Naquela época, início de 2005, as principais redes sociais eram os blogs e Erika tinha uma conta no Blogspot, uma das plataformas de blogs online mais populares. Ela então subiu o filme para a plataforma que, em poucos dias, foi baixado mais de 2 milhões de vezes. Foi assim que a mágica aconteceu, diz, referindo-se ao sucesso comercial do curta. Logo depois, nasceu Erika Lust (Luxúria, em português), um sobrenome que definiria seu destino.

Nos anos seguintes, Erika fundou, com seu sócio Pablo, sua própria produtora especializada em pornografia feminista, dirigiu outros filmes e os comercializou em DVD em lojas especializadas em entretenimento adulto na Europa e América do Norte. Assim como aconteceu com a Netflix, com a disseminação da internet banda larga e a popularização dos dispositivos móveis, o modelo de negócios passou do DVD para o streaming online.

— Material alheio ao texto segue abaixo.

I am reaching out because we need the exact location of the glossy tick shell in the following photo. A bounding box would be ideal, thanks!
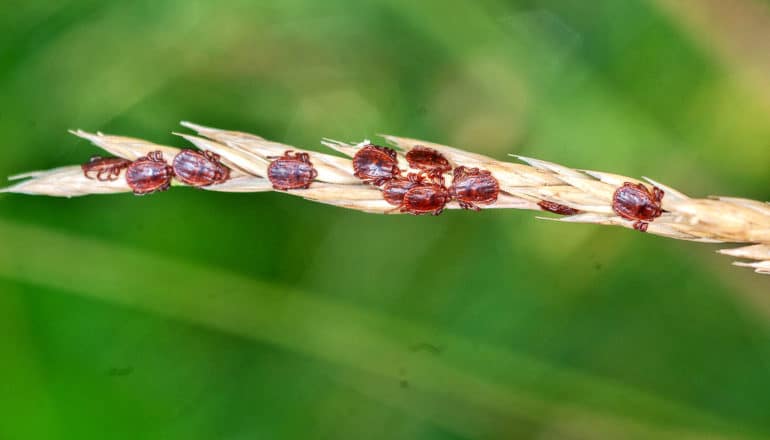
[172,149,230,186]
[353,145,401,186]
[449,166,500,211]
[406,146,452,178]
[382,173,424,206]
[126,151,174,196]
[537,200,580,215]
[80,156,131,182]
[401,183,452,215]
[612,182,665,232]
[267,150,318,191]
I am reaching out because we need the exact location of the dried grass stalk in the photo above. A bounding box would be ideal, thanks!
[0,122,770,274]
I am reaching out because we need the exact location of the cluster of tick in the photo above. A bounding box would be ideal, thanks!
[81,149,230,195]
[81,145,665,232]
[353,145,500,215]
[267,145,500,215]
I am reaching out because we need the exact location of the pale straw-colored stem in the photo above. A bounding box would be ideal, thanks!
[0,122,770,274]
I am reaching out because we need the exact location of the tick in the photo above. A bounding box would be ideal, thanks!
[80,156,131,182]
[353,145,401,186]
[126,151,174,196]
[537,200,580,215]
[267,150,318,191]
[449,166,500,211]
[172,149,230,186]
[612,182,665,232]
[382,173,424,206]
[406,146,452,184]
[401,183,452,215]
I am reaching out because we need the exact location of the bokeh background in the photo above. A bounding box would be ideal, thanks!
[0,0,770,439]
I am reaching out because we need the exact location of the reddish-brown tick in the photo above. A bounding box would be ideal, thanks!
[401,183,452,215]
[353,145,401,186]
[537,200,580,215]
[406,146,452,184]
[612,182,665,232]
[267,150,318,191]
[126,151,174,196]
[382,173,425,206]
[172,149,230,186]
[449,166,500,211]
[80,156,131,182]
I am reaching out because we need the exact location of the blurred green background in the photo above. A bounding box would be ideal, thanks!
[0,0,770,439]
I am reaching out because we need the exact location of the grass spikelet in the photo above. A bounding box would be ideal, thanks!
[6,122,770,274]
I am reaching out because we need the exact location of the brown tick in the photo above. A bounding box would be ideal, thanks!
[406,146,452,184]
[449,166,500,211]
[382,173,425,206]
[267,150,318,191]
[80,156,131,182]
[353,145,401,186]
[537,200,580,215]
[612,182,665,232]
[172,149,230,186]
[126,151,174,196]
[401,183,452,215]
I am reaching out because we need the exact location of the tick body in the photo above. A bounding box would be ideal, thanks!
[382,173,424,206]
[537,200,580,215]
[449,166,500,211]
[406,146,452,184]
[401,183,452,215]
[126,151,174,196]
[80,156,131,182]
[267,150,318,191]
[353,145,401,186]
[612,182,665,232]
[172,149,230,186]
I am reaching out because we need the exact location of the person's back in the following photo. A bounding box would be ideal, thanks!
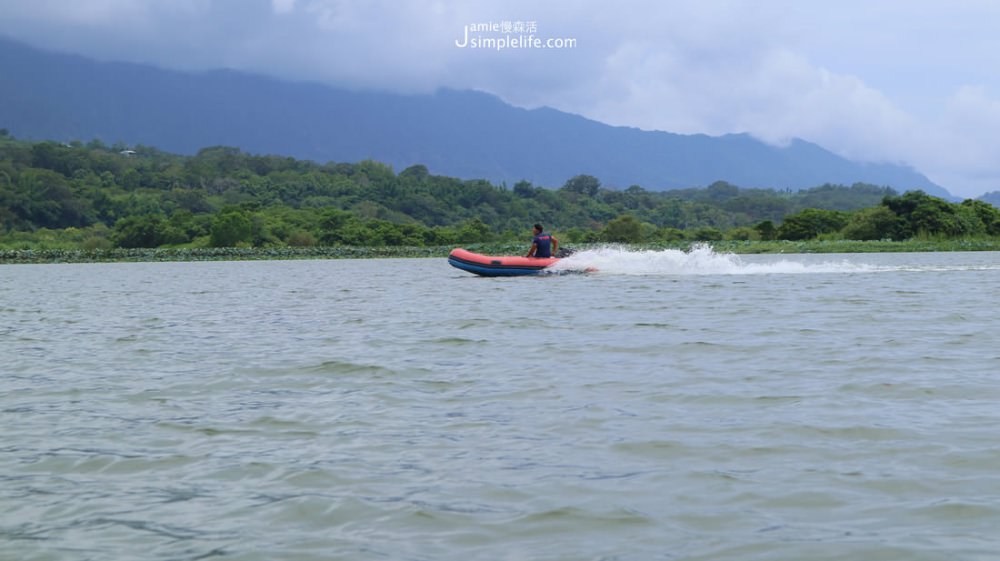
[528,224,559,258]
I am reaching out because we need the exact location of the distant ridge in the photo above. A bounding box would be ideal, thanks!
[0,35,952,198]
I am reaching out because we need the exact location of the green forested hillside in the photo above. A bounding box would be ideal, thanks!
[0,130,1000,249]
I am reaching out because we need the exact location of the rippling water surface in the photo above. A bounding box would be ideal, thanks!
[0,249,1000,561]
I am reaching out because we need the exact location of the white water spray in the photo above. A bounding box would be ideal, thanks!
[551,244,878,275]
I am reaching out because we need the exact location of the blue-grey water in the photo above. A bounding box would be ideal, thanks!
[0,249,1000,561]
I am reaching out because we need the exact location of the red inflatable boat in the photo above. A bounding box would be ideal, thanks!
[448,248,559,277]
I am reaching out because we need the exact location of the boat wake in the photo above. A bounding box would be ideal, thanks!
[548,244,879,275]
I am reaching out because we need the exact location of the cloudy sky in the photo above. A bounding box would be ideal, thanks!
[0,0,1000,197]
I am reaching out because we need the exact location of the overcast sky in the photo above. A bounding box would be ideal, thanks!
[0,0,1000,197]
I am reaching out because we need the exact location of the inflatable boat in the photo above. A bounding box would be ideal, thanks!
[448,248,559,277]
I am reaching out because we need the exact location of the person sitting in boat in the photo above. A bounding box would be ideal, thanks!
[527,224,559,258]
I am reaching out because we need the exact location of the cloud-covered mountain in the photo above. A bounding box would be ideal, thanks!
[0,36,948,196]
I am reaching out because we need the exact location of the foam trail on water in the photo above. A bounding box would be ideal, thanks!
[551,244,878,275]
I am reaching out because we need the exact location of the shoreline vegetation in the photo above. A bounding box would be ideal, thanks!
[0,239,1000,265]
[0,133,1000,263]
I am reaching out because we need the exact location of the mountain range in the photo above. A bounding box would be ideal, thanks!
[0,38,952,198]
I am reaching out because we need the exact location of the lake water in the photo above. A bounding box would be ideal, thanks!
[0,249,1000,561]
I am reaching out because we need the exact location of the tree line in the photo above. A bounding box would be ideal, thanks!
[0,131,1000,249]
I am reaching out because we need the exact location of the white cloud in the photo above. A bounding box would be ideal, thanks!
[0,0,1000,195]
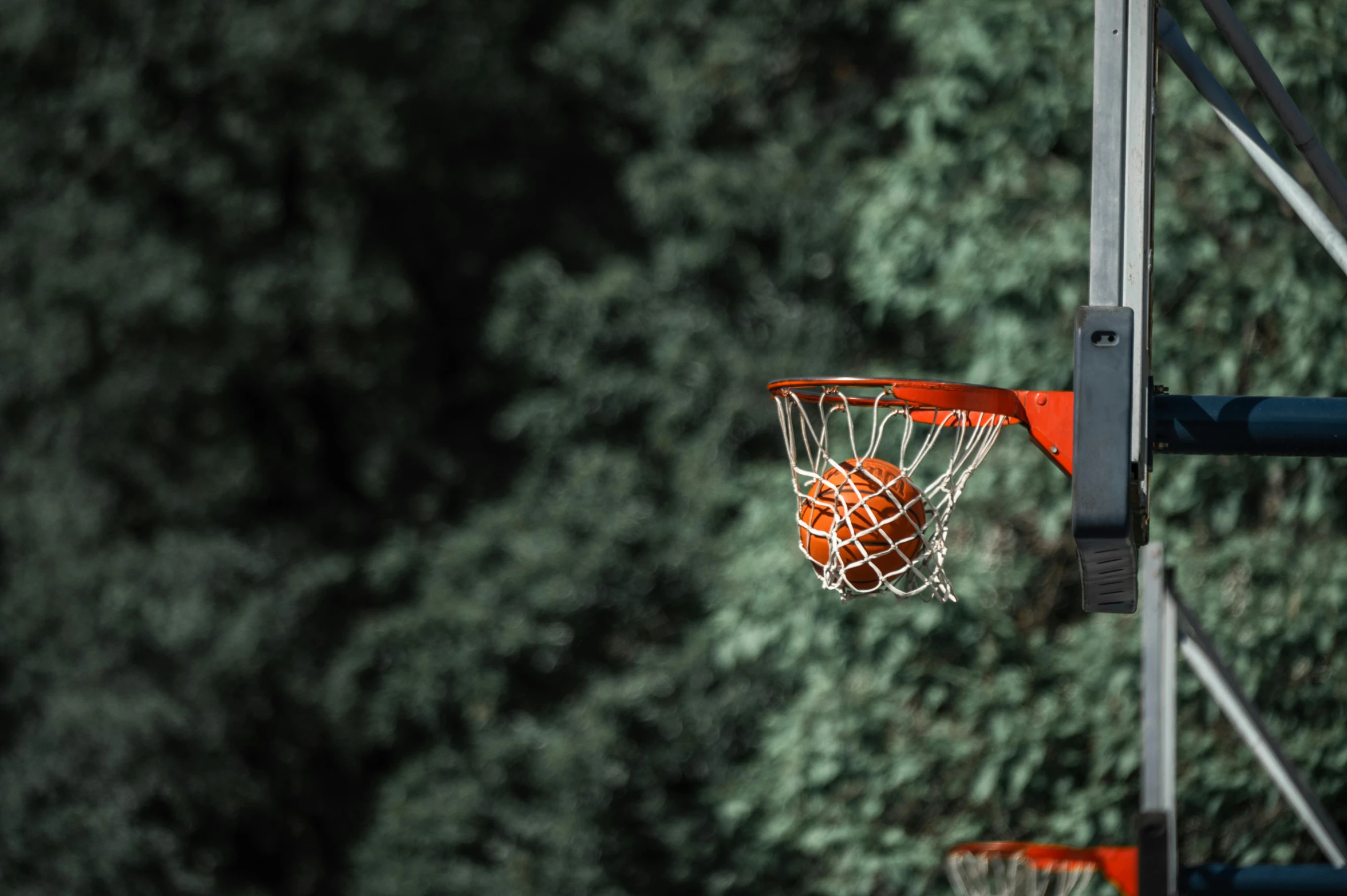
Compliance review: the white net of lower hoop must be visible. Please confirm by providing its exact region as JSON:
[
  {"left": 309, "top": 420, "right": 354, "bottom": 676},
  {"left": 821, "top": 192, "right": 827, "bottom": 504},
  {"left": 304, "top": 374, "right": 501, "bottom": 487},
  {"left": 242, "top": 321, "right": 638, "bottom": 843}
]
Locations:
[
  {"left": 776, "top": 386, "right": 1008, "bottom": 601},
  {"left": 944, "top": 851, "right": 1095, "bottom": 896}
]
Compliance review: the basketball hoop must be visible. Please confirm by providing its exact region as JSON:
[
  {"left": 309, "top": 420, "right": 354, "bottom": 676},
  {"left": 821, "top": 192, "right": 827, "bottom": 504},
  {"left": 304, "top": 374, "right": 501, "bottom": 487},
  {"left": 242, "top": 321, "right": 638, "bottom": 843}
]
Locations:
[
  {"left": 768, "top": 376, "right": 1072, "bottom": 601},
  {"left": 944, "top": 842, "right": 1137, "bottom": 896}
]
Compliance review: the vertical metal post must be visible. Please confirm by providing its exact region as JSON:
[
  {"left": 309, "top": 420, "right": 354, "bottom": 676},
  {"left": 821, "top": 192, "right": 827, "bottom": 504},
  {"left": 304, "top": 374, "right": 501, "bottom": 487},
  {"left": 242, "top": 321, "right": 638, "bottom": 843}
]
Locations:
[
  {"left": 1137, "top": 544, "right": 1179, "bottom": 896},
  {"left": 1090, "top": 0, "right": 1129, "bottom": 312},
  {"left": 1121, "top": 0, "right": 1156, "bottom": 533}
]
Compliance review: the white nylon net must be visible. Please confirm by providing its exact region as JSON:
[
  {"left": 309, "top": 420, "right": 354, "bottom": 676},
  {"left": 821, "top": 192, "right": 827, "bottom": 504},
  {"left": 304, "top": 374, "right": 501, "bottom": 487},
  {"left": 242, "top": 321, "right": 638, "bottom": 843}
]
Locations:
[
  {"left": 776, "top": 386, "right": 1009, "bottom": 601},
  {"left": 944, "top": 851, "right": 1095, "bottom": 896}
]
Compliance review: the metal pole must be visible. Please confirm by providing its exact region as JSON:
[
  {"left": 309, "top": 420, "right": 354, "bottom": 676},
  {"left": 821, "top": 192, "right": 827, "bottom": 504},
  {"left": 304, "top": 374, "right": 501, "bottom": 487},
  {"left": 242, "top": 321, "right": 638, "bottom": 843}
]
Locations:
[
  {"left": 1202, "top": 0, "right": 1347, "bottom": 221},
  {"left": 1137, "top": 542, "right": 1179, "bottom": 896},
  {"left": 1152, "top": 394, "right": 1347, "bottom": 457},
  {"left": 1169, "top": 590, "right": 1347, "bottom": 868},
  {"left": 1120, "top": 0, "right": 1156, "bottom": 530},
  {"left": 1090, "top": 0, "right": 1127, "bottom": 306},
  {"left": 1153, "top": 9, "right": 1347, "bottom": 276}
]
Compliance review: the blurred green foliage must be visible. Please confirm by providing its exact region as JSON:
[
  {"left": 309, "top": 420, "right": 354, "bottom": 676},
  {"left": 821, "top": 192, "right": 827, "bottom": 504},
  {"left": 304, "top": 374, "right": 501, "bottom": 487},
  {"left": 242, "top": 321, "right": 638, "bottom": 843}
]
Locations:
[{"left": 7, "top": 0, "right": 1347, "bottom": 896}]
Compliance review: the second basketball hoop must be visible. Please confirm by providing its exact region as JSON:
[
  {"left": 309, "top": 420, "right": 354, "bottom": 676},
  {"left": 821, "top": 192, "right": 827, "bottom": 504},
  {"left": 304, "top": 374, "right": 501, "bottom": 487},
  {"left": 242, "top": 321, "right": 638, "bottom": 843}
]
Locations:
[{"left": 768, "top": 376, "right": 1072, "bottom": 601}]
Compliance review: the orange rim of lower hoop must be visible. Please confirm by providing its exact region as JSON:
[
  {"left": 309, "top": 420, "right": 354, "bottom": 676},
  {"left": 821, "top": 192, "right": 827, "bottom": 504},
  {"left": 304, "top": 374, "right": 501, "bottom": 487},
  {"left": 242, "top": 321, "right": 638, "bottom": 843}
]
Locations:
[
  {"left": 767, "top": 376, "right": 1075, "bottom": 476},
  {"left": 949, "top": 841, "right": 1138, "bottom": 896}
]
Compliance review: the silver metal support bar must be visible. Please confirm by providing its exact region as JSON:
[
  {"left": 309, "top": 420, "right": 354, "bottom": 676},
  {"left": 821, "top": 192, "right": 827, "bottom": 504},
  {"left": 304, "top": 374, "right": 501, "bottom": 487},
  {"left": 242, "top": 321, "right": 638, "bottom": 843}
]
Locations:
[
  {"left": 1202, "top": 0, "right": 1347, "bottom": 221},
  {"left": 1153, "top": 9, "right": 1347, "bottom": 276},
  {"left": 1090, "top": 0, "right": 1127, "bottom": 306},
  {"left": 1120, "top": 0, "right": 1156, "bottom": 516},
  {"left": 1169, "top": 590, "right": 1347, "bottom": 868},
  {"left": 1141, "top": 544, "right": 1179, "bottom": 893}
]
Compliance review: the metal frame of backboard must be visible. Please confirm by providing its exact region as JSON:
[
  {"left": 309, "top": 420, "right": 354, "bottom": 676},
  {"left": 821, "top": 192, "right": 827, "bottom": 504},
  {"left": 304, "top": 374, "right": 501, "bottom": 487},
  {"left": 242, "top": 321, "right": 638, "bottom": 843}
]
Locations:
[
  {"left": 1072, "top": 0, "right": 1347, "bottom": 896},
  {"left": 1072, "top": 0, "right": 1347, "bottom": 612}
]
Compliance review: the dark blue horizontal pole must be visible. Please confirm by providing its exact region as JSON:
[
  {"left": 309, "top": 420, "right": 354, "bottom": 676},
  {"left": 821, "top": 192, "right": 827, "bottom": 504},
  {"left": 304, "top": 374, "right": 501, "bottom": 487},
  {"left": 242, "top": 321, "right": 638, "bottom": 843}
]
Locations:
[
  {"left": 1150, "top": 395, "right": 1347, "bottom": 457},
  {"left": 1179, "top": 865, "right": 1347, "bottom": 896}
]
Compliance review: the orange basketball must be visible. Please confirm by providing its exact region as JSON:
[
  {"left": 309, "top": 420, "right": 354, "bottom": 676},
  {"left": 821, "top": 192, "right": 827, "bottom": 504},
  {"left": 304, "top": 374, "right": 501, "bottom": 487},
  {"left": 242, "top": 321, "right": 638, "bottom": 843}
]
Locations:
[{"left": 799, "top": 457, "right": 926, "bottom": 590}]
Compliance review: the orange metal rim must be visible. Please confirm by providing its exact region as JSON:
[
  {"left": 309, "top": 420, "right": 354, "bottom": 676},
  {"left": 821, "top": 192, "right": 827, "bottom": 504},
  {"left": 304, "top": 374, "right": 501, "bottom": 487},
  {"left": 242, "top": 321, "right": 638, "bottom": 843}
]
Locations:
[{"left": 768, "top": 376, "right": 1024, "bottom": 424}]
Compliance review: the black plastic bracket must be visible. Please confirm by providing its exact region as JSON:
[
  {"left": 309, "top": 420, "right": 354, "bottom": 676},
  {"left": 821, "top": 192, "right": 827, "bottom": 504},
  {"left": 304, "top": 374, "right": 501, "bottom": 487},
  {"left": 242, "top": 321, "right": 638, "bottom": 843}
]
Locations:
[{"left": 1071, "top": 306, "right": 1137, "bottom": 613}]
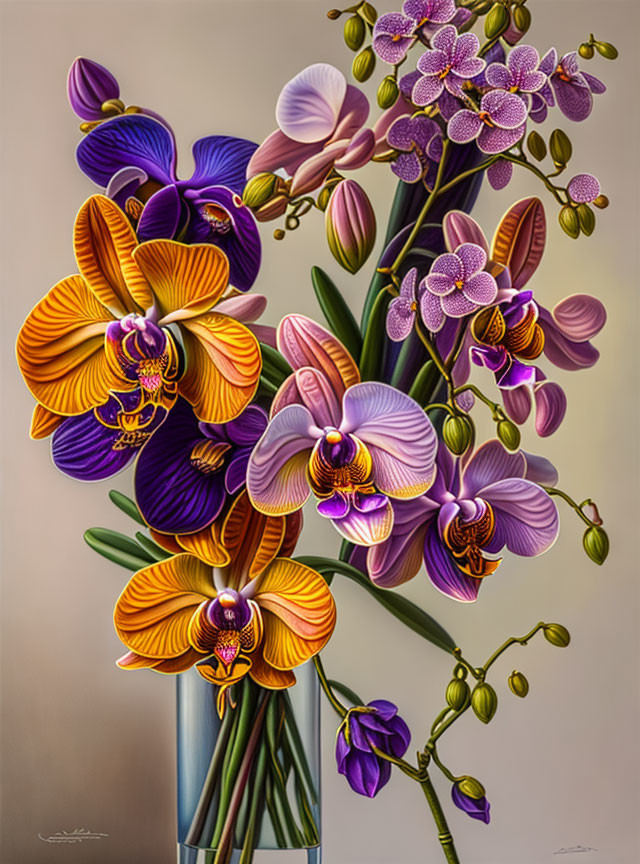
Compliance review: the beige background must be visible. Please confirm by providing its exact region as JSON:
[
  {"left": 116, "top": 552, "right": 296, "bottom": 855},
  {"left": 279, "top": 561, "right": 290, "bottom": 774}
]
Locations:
[{"left": 0, "top": 0, "right": 640, "bottom": 864}]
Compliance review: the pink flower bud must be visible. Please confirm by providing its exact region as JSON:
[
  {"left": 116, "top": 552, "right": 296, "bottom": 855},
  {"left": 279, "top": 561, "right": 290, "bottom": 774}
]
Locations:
[{"left": 325, "top": 180, "right": 376, "bottom": 273}]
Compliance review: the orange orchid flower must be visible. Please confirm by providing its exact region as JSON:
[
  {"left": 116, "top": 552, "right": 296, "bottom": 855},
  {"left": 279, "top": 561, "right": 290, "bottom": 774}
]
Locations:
[
  {"left": 114, "top": 493, "right": 336, "bottom": 715},
  {"left": 17, "top": 195, "right": 261, "bottom": 426}
]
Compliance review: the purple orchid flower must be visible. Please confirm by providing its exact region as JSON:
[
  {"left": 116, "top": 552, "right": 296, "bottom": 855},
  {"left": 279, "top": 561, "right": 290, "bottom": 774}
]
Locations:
[
  {"left": 247, "top": 315, "right": 436, "bottom": 546},
  {"left": 447, "top": 90, "right": 527, "bottom": 154},
  {"left": 135, "top": 397, "right": 267, "bottom": 534},
  {"left": 420, "top": 243, "right": 498, "bottom": 333},
  {"left": 387, "top": 116, "right": 442, "bottom": 186},
  {"left": 485, "top": 45, "right": 547, "bottom": 94},
  {"left": 372, "top": 12, "right": 416, "bottom": 66},
  {"left": 451, "top": 782, "right": 491, "bottom": 825},
  {"left": 76, "top": 114, "right": 261, "bottom": 291},
  {"left": 336, "top": 699, "right": 411, "bottom": 798},
  {"left": 367, "top": 439, "right": 559, "bottom": 603},
  {"left": 411, "top": 24, "right": 485, "bottom": 106}
]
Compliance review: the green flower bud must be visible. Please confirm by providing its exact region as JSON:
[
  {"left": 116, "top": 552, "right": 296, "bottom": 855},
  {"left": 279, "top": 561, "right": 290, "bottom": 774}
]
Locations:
[
  {"left": 549, "top": 129, "right": 573, "bottom": 168},
  {"left": 458, "top": 774, "right": 485, "bottom": 799},
  {"left": 509, "top": 669, "right": 529, "bottom": 699},
  {"left": 582, "top": 525, "right": 609, "bottom": 564},
  {"left": 595, "top": 42, "right": 618, "bottom": 60},
  {"left": 542, "top": 624, "right": 571, "bottom": 648},
  {"left": 578, "top": 42, "right": 594, "bottom": 60},
  {"left": 558, "top": 204, "right": 580, "bottom": 240},
  {"left": 484, "top": 3, "right": 511, "bottom": 39},
  {"left": 242, "top": 172, "right": 278, "bottom": 208},
  {"left": 378, "top": 75, "right": 400, "bottom": 109},
  {"left": 527, "top": 129, "right": 547, "bottom": 162},
  {"left": 471, "top": 682, "right": 498, "bottom": 723},
  {"left": 446, "top": 678, "right": 471, "bottom": 711},
  {"left": 351, "top": 45, "right": 376, "bottom": 84},
  {"left": 513, "top": 6, "right": 531, "bottom": 33},
  {"left": 442, "top": 414, "right": 473, "bottom": 456},
  {"left": 576, "top": 204, "right": 596, "bottom": 237},
  {"left": 344, "top": 15, "right": 367, "bottom": 51},
  {"left": 496, "top": 420, "right": 520, "bottom": 450}
]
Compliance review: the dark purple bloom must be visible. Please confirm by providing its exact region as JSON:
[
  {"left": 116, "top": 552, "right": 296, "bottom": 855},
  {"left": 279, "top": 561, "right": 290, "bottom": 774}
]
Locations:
[
  {"left": 411, "top": 24, "right": 485, "bottom": 105},
  {"left": 76, "top": 114, "right": 260, "bottom": 291},
  {"left": 67, "top": 57, "right": 120, "bottom": 121},
  {"left": 372, "top": 12, "right": 416, "bottom": 66},
  {"left": 336, "top": 699, "right": 411, "bottom": 798},
  {"left": 135, "top": 398, "right": 267, "bottom": 534},
  {"left": 387, "top": 116, "right": 442, "bottom": 186},
  {"left": 451, "top": 781, "right": 491, "bottom": 825},
  {"left": 447, "top": 90, "right": 527, "bottom": 153}
]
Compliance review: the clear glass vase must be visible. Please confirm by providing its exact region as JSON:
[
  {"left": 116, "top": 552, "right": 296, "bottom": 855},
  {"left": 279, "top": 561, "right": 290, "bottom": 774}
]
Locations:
[{"left": 177, "top": 663, "right": 321, "bottom": 864}]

Atualmente, a empresa ErikaLustFilms conta com quatro plataformas — XConfessions, LustCinema, ElseCinema e The Store — e seus catálogos oferecem mais de uma centena de filmes. As três primeiras são acessíveis por meio de uma assinatura que custa entre US$ 70 e US$ 100 (R$ 360 e R$ 525) por ano. Na quarta, é possível pagar por cada filme individualmente.

Nos últimos 15 anos, a empresa vem crescendo paulatinamente e hoje conta com dezenas de milhares de usuários e assinantes, distribuídos principalmente entre Alemanha, Estados Unidos, França e Canadá, mas com presença também no Brasil e na Argentina.

Neste ano, a receita ficará em torno de US$ 7 milhões (R$ 37 milhões. As dezenas de atrizes, atores e diretores que trabalharam com Erika Lust destacam sua coragem como pioneira de novo gênero, seu profissionalismo e empatia no set de filmagens, e o respeito pelas condições de trabalho e financeiras que muitos definem como satisfatórias.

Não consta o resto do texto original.